日本に原発は必要なのか。新聞によって主張は異なる。読売、産経、日経は「原発は必要」という立場だが、朝日と毎日は「脱原発」を主張している。今年11月、ドイツで地球温暖化対策の国際会議「COP23」が開かれ、各紙が社説で取り上げた。だが、朝日と毎日の主張は弱い。脱原発を進めれば、現状では温室効果ガスが増えてしまうからだ。こういうときこそ、脱原発を強く主張すべきではないのか――。
産経新聞の社説「主張」(11月21日付)。見出しは「COP23と日本 脱原発では気温下がらぬ」。

読み解くポイントは「原発への賛否」

地球の温暖化を食い止めるには、石炭や石油などの化石燃料の使用を止めることだ。しかし化石燃料に代わる最適なエネルギーがない。

たとえば温暖化防止に結びつくエネルギー源のひとつに原子力発電がある。だが福島第一原発のようにひとたび事故を起こすと、その被害は甚大だ。放射性廃棄物の処理の問題もある。

もうひとつの選択肢は太陽光発電に代表される自然(再生可能)エネルギーだ。しかし生活基盤を担う「ベース電源」とするには、現状ではまだ不安定だ。

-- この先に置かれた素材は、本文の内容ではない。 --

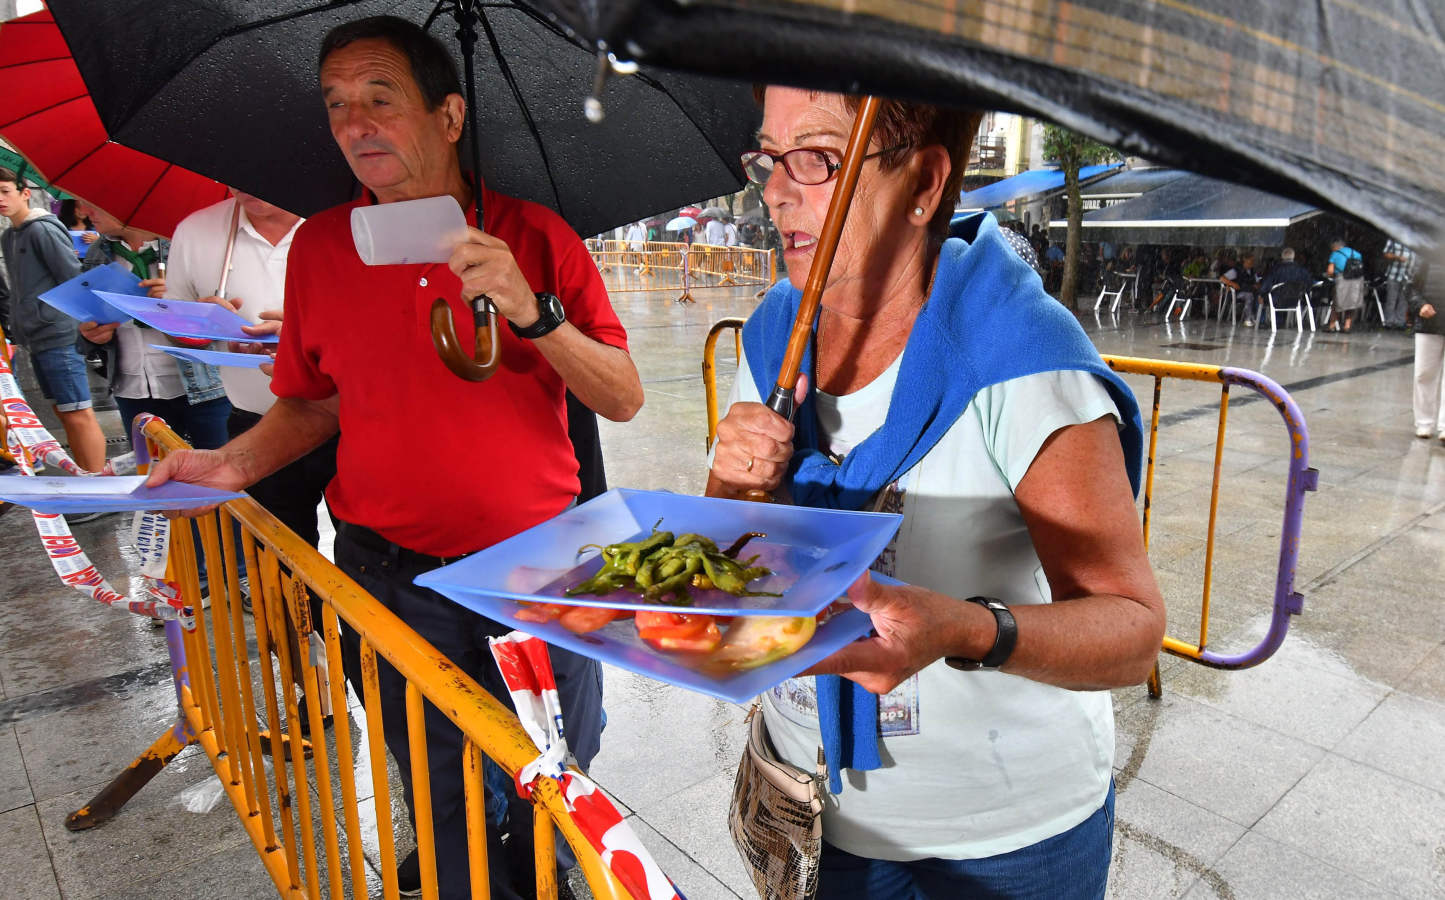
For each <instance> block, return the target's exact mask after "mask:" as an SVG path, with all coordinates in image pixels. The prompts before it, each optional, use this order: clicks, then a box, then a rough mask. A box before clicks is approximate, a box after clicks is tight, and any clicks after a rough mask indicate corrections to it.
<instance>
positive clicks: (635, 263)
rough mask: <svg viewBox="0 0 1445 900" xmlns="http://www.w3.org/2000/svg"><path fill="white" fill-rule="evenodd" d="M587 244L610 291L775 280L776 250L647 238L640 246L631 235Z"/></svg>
mask: <svg viewBox="0 0 1445 900" xmlns="http://www.w3.org/2000/svg"><path fill="white" fill-rule="evenodd" d="M587 248H588V251H590V253H591V254H592V261H594V263H597V269H598V270H600V272H601V273H603V274H607V276H608V279H610V285H611V286H610V287H608V290H610V292H613V293H623V292H634V290H637V292H640V290H679V289H681V290H691V289H694V287H730V286H741V285H756V286H759V287H767V286H769V285H772V283H773V282H776V280H777V254H776V253H773V251H772V250H757V248H754V247H718V246H714V244H691V246H688V244H681V243H672V241H647V243H643V244H640V248H639V244H634V243H631V241H611V240H600V238H590V240H588V241H587ZM685 248H686V254H683V250H685Z"/></svg>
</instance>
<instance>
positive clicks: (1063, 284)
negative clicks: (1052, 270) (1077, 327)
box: [1059, 160, 1084, 309]
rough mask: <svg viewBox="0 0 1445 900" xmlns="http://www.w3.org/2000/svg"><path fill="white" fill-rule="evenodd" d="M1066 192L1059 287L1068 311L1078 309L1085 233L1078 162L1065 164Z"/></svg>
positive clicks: (1065, 187)
mask: <svg viewBox="0 0 1445 900" xmlns="http://www.w3.org/2000/svg"><path fill="white" fill-rule="evenodd" d="M1064 191H1065V194H1068V198H1069V230H1068V237H1065V241H1064V283H1062V285H1061V286H1059V302H1061V303H1064V306H1065V308H1066V309H1078V299H1077V295H1078V287H1079V240H1081V238H1082V231H1084V201H1082V198H1081V196H1079V166H1078V162H1074V160H1069V162H1065V163H1064Z"/></svg>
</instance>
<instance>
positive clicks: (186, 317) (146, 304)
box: [97, 290, 280, 344]
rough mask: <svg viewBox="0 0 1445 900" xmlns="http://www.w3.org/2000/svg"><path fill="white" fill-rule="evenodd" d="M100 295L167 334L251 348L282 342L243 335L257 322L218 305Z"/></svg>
mask: <svg viewBox="0 0 1445 900" xmlns="http://www.w3.org/2000/svg"><path fill="white" fill-rule="evenodd" d="M97 293H98V295H100V298H101V299H103V300H105V302H107V303H110V305H111V306H114V308H116V309H120V311H123V312H129V313H130V315H131V316H134V318H137V319H140V321H142V322H144V324H146V325H150V326H152V328H155V329H156V331H162V332H165V334H173V335H176V337H182V338H201V339H205V341H246V342H249V344H275V342H277V341H279V339H280V338H277V337H276V335H267V337H264V338H257V337H253V335H249V334H246V332H244V331H241V325H251V324H253V322H250V321H247V319H244V318H241V316H238V315H236V313H234V312H231V311H230V309H225V308H223V306H218V305H217V303H199V302H195V300H172V299H162V300H158V299H153V298H136V296H126V295H120V293H110V292H105V290H100V292H97Z"/></svg>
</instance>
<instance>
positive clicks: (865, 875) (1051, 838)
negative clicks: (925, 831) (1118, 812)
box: [818, 784, 1114, 900]
mask: <svg viewBox="0 0 1445 900" xmlns="http://www.w3.org/2000/svg"><path fill="white" fill-rule="evenodd" d="M1113 852H1114V786H1113V784H1110V786H1108V796H1107V797H1105V799H1104V805H1103V806H1100V808H1098V812H1095V813H1094V815H1092V816H1090V818H1088V819H1084V822H1081V823H1078V825H1075V826H1074V828H1071V829H1069V831H1066V832H1064V834H1061V835H1053V836H1052V838H1046V839H1043V841H1039V842H1038V844H1033V845H1030V847H1023V848H1019V849H1016V851H1012V852H1007V854H998V855H997V857H985V858H983V860H913V861H910V862H893V861H889V860H866V858H863V857H854V855H853V854H850V852H844V851H841V849H838V848H837V847H832V845H829V844H824V847H822V875H821V878H819V883H818V900H945V899H946V900H954V899H958V897H970V899H975V900H994V899H997V900H1004V899H1007V900H1085V899H1087V900H1094V899H1097V897H1103V896H1104V886H1105V884H1107V883H1108V861H1110V857H1111V855H1113Z"/></svg>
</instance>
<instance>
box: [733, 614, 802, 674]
mask: <svg viewBox="0 0 1445 900" xmlns="http://www.w3.org/2000/svg"><path fill="white" fill-rule="evenodd" d="M825 613H827V610H825ZM816 630H818V617H812V615H799V617H792V615H744V617H741V618H736V620H733V624H731V626H728V630H727V634H724V636H722V640H721V641H720V643H718V646H717V650H714V652H712V653H711V654H709V656H708V659H707V660H705V663H704V667H705V669H709V670H714V672H741V670H744V669H757V667H759V666H766V665H767V663H773V662H777V660H780V659H783V657H785V656H792V654H793V653H798V652H799V650H802V649H803V644H806V643H808V641H809V640H812V636H814V633H815V631H816Z"/></svg>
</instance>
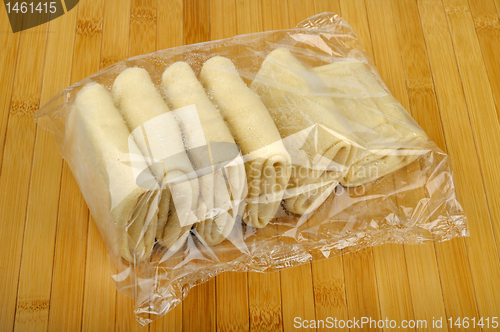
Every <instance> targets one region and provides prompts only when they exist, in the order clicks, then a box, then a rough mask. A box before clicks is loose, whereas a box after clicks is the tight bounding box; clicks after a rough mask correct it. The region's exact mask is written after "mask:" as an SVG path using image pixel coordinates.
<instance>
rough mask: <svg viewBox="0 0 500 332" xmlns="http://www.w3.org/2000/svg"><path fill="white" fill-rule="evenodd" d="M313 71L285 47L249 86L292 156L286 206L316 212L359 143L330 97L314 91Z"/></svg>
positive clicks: (317, 76) (258, 74)
mask: <svg viewBox="0 0 500 332" xmlns="http://www.w3.org/2000/svg"><path fill="white" fill-rule="evenodd" d="M318 83H320V79H319V77H318V75H317V74H315V73H313V72H312V71H309V70H307V69H306V68H305V67H304V66H303V65H302V63H300V61H298V60H297V59H296V58H295V57H294V56H293V55H292V54H291V53H290V51H289V50H288V49H285V48H278V49H276V50H274V51H272V52H271V53H270V54H269V55H268V56H267V57H266V58H265V60H264V62H263V63H262V66H261V68H260V70H259V72H258V73H257V75H256V77H255V79H254V81H253V82H252V85H251V88H252V89H253V90H254V91H255V92H257V93H258V94H259V95H260V97H261V98H262V101H263V102H264V104H265V105H266V106H267V108H268V109H269V112H270V114H271V116H272V117H273V120H274V122H275V123H276V126H277V127H278V130H279V132H280V134H281V137H282V138H283V139H284V141H285V142H286V146H287V149H288V150H289V152H290V154H291V155H292V160H293V171H292V176H291V179H290V183H289V186H288V189H287V197H286V198H285V203H286V206H287V208H288V209H289V210H290V211H292V212H294V213H297V214H304V213H308V212H312V211H314V210H315V209H316V208H317V207H318V206H319V205H320V204H321V203H322V202H323V201H324V200H325V199H326V198H327V197H328V195H329V194H330V193H331V192H332V191H333V190H334V189H335V187H336V186H337V184H338V183H339V181H340V179H341V178H342V177H343V176H344V174H346V172H347V170H348V166H349V165H350V164H351V163H352V162H353V160H354V158H355V156H356V154H357V149H356V146H359V144H357V142H356V141H355V139H354V137H352V135H351V132H352V127H353V124H352V123H351V122H349V121H347V119H345V118H344V117H343V116H341V115H340V114H337V113H335V112H332V108H334V105H333V102H332V101H331V100H330V99H328V97H326V96H323V95H321V94H318V93H315V90H319V89H321V88H322V87H321V86H317V85H318Z"/></svg>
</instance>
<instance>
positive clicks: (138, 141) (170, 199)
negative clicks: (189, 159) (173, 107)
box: [112, 67, 199, 245]
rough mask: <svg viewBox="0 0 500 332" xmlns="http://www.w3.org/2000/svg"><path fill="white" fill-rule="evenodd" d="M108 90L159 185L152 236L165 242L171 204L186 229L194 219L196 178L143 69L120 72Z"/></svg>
mask: <svg viewBox="0 0 500 332" xmlns="http://www.w3.org/2000/svg"><path fill="white" fill-rule="evenodd" d="M112 93H113V98H114V101H115V104H116V105H117V106H118V109H119V110H120V112H121V114H122V116H123V117H124V118H125V121H126V123H127V125H128V127H129V129H130V131H131V132H132V134H133V135H134V138H135V140H136V141H137V142H138V146H139V148H140V149H141V151H142V152H143V154H144V155H145V156H146V159H147V160H148V161H149V163H150V165H151V168H152V169H153V172H154V174H155V176H156V178H157V180H158V182H159V183H160V186H161V188H162V198H161V201H160V213H159V221H158V230H157V233H156V237H157V239H158V241H159V243H160V244H162V245H165V244H166V242H165V241H164V240H163V239H164V238H167V237H169V234H166V230H167V229H168V228H167V227H166V226H167V223H169V222H170V221H169V218H171V217H172V213H171V212H170V209H171V208H172V206H173V205H174V203H175V208H176V211H177V214H178V218H179V220H180V223H181V224H182V225H183V226H184V227H188V228H190V224H192V222H193V221H192V220H193V218H194V219H195V217H194V213H195V212H196V208H197V205H198V196H199V186H198V180H197V179H196V177H194V178H193V174H195V173H194V170H193V167H192V165H191V162H190V160H189V158H188V156H187V154H186V151H185V147H184V144H183V137H182V133H181V130H180V128H179V125H178V124H177V122H176V120H175V118H174V117H173V116H172V115H171V113H170V109H169V107H168V106H167V104H166V103H165V101H164V100H163V98H162V97H161V95H160V93H159V92H158V90H157V89H156V87H155V85H154V84H153V82H152V81H151V78H150V76H149V74H148V72H147V71H146V70H144V69H142V68H137V67H135V68H128V69H126V70H124V71H123V72H121V73H120V74H119V75H118V76H117V77H116V79H115V82H114V84H113V88H112ZM144 135H146V136H147V138H145V137H144ZM179 179H180V180H179ZM165 183H167V184H168V187H165Z"/></svg>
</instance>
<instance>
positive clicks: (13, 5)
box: [5, 2, 57, 14]
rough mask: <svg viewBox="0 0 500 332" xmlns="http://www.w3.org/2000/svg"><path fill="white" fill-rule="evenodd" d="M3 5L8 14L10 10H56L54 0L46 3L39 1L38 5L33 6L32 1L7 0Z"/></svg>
mask: <svg viewBox="0 0 500 332" xmlns="http://www.w3.org/2000/svg"><path fill="white" fill-rule="evenodd" d="M5 7H6V8H7V13H8V14H10V13H11V12H13V13H21V14H26V13H31V14H33V13H37V12H38V13H52V14H54V13H55V12H56V10H57V8H56V3H55V2H46V3H43V4H42V3H41V2H39V3H38V5H36V6H35V4H33V2H30V3H27V2H14V3H12V4H11V3H10V2H7V3H6V4H5Z"/></svg>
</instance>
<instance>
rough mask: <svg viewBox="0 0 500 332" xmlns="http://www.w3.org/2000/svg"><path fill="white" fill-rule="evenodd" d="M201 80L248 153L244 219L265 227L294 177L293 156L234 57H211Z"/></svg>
mask: <svg viewBox="0 0 500 332" xmlns="http://www.w3.org/2000/svg"><path fill="white" fill-rule="evenodd" d="M200 80H201V81H202V83H203V84H204V86H205V88H206V90H207V92H208V93H209V95H210V96H211V97H212V98H213V100H214V102H215V104H216V106H217V107H218V109H219V110H220V112H221V114H222V117H223V118H224V120H225V121H226V123H227V125H228V127H229V130H230V131H231V134H232V135H233V137H234V140H235V142H236V143H237V144H238V145H239V147H240V148H241V151H242V152H243V155H244V161H245V169H246V176H247V186H248V194H247V197H246V199H245V203H246V206H245V210H244V212H243V215H242V218H243V221H244V222H245V223H247V224H249V225H252V226H254V227H257V228H262V227H264V226H266V225H267V224H268V223H269V222H270V221H271V220H272V219H273V218H274V217H275V215H276V212H277V211H278V208H279V206H280V204H281V200H282V198H283V194H284V192H285V189H286V186H287V184H288V181H289V178H290V171H291V159H290V155H289V154H288V152H287V150H286V149H285V147H284V145H283V142H282V141H281V137H280V133H279V131H278V129H277V128H276V125H275V123H274V121H273V119H272V118H271V116H270V115H269V112H268V110H267V108H266V107H265V105H264V104H263V103H262V101H261V100H260V98H259V96H258V95H257V94H255V92H253V91H252V90H250V89H249V87H248V86H247V85H246V83H245V82H244V81H243V80H242V78H241V77H240V75H239V74H238V71H237V70H236V68H235V66H234V64H233V63H232V62H231V60H229V59H227V58H224V57H220V56H215V57H213V58H211V59H209V60H207V61H206V62H205V64H204V65H203V68H202V69H201V73H200Z"/></svg>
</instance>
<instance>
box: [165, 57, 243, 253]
mask: <svg viewBox="0 0 500 332" xmlns="http://www.w3.org/2000/svg"><path fill="white" fill-rule="evenodd" d="M162 87H163V89H164V91H165V97H166V100H167V101H168V103H169V104H170V105H171V106H172V107H173V108H174V109H176V111H175V112H176V116H177V119H178V120H179V124H180V126H181V129H182V133H183V136H184V138H185V145H186V148H187V151H188V155H189V157H190V159H191V161H192V163H193V165H194V167H195V170H196V172H197V174H198V179H199V185H200V191H201V195H200V204H199V206H198V219H199V222H198V223H196V225H195V229H196V232H197V233H198V234H199V235H200V236H201V238H202V239H203V240H204V241H205V242H206V243H207V244H209V245H215V244H219V243H221V242H222V241H224V239H226V238H227V237H228V235H229V233H230V232H231V230H232V229H233V226H234V223H235V220H236V217H237V216H238V207H239V205H240V202H241V201H242V200H243V198H244V196H245V194H246V193H245V189H246V176H245V167H244V165H243V160H242V158H241V154H240V152H239V149H238V147H237V145H236V143H235V142H234V139H233V136H232V135H231V132H230V131H229V128H228V127H227V125H226V124H225V123H224V120H223V118H222V116H221V115H220V113H219V112H218V111H217V109H216V108H215V106H214V105H213V104H212V102H211V101H210V99H209V97H208V95H207V94H206V92H205V90H204V89H203V86H202V85H201V84H200V82H199V81H198V79H197V78H196V75H195V74H194V72H193V70H192V69H191V67H190V66H189V65H188V64H187V63H185V62H176V63H174V64H172V65H171V66H170V67H168V68H167V69H166V70H165V72H164V73H163V76H162ZM192 106H194V108H193V107H192ZM226 178H227V183H226Z"/></svg>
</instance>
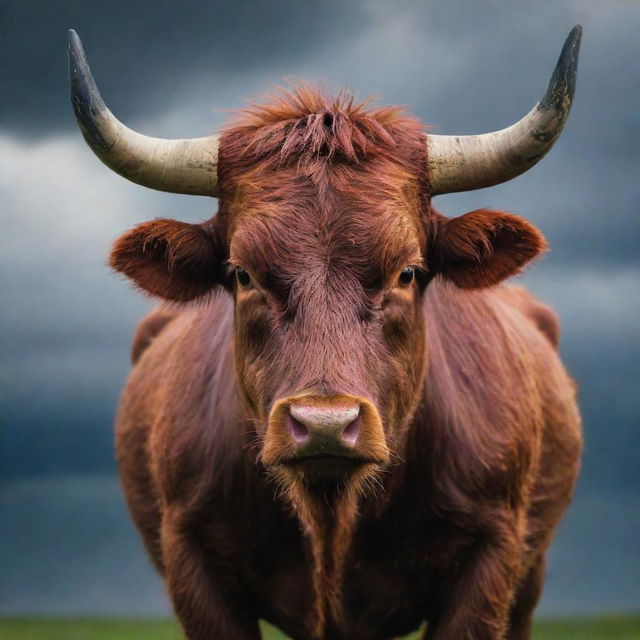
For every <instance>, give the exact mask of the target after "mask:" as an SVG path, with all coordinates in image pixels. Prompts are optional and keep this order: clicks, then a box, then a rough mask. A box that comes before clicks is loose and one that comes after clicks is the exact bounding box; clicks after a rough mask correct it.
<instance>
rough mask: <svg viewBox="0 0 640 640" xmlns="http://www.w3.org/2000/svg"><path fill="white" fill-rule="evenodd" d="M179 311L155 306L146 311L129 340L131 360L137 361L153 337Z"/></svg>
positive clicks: (170, 320) (176, 316)
mask: <svg viewBox="0 0 640 640" xmlns="http://www.w3.org/2000/svg"><path fill="white" fill-rule="evenodd" d="M178 315H180V313H179V312H178V311H169V310H167V309H163V308H162V307H157V308H155V309H153V311H151V312H150V313H148V314H147V315H146V316H145V317H144V318H143V319H142V320H141V321H140V324H138V328H137V329H136V332H135V334H134V336H133V341H132V342H131V362H132V363H133V364H135V363H136V362H138V360H139V359H140V357H141V356H142V354H143V353H144V352H145V351H146V350H147V348H148V347H149V345H150V344H151V343H152V342H153V340H154V338H156V336H158V334H160V333H161V332H162V330H163V329H164V328H165V327H166V326H167V325H168V324H169V323H170V322H171V321H172V320H174V319H175V318H176V317H177V316H178Z"/></svg>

将来、私たちはエネルギー源をどこに求めたらいいのだろうか。

地球の温暖化対策を話し合うため、ドイツのボンで開かれていた「COP23」(第23回国連気候変動枠組み条約締約国会議)が11月18日(現地時間)、閉幕した。これにあわせて新聞各紙の社説も温暖化対策について論じている。だが、各紙の書きぶりにはかなり違いがある。読み解くポイントは「原発への賛否」だ。

日本の温暖化対策を憂える産経

11月21日付の産経新聞の社説は「COP23と日本」というタイトルを付け、「脱原発では気温下がらぬ」(見出し)と脱原発をストレートに否定する論を展開していた。産経お得意の主張である。

その冒頭で「地球温暖化対策は加速傾向を強めている。日本はこの潮流に対応できるのだろうか」と書き、このままでは日本は温暖化対策の「加速」の波に乗れないと憂える。

そのうえで加速についてこう説明していく。

「温室効果ガスの排出削減に加盟国が自主目標で取り組む『パリ協定』は、2020年から実施に移る。運用に当たっては削減量を確認するルールなどが必要で、来年のポーランドでのCOP24で決定される段取りとなっている。今回はその下準備という位置づけだったが、議論の加速が起こり、COP24の前に追加会合を開催する流れも生まれた」

産経社説は日本の現状について「パリ協定で、30年度の温室効果ガス排出を『13年度比26%減』とする目標を公約している。『京都議定書』で負った6%減でさえ、苦しみ抜いて達成した。26%減は、その比でない」と訴える。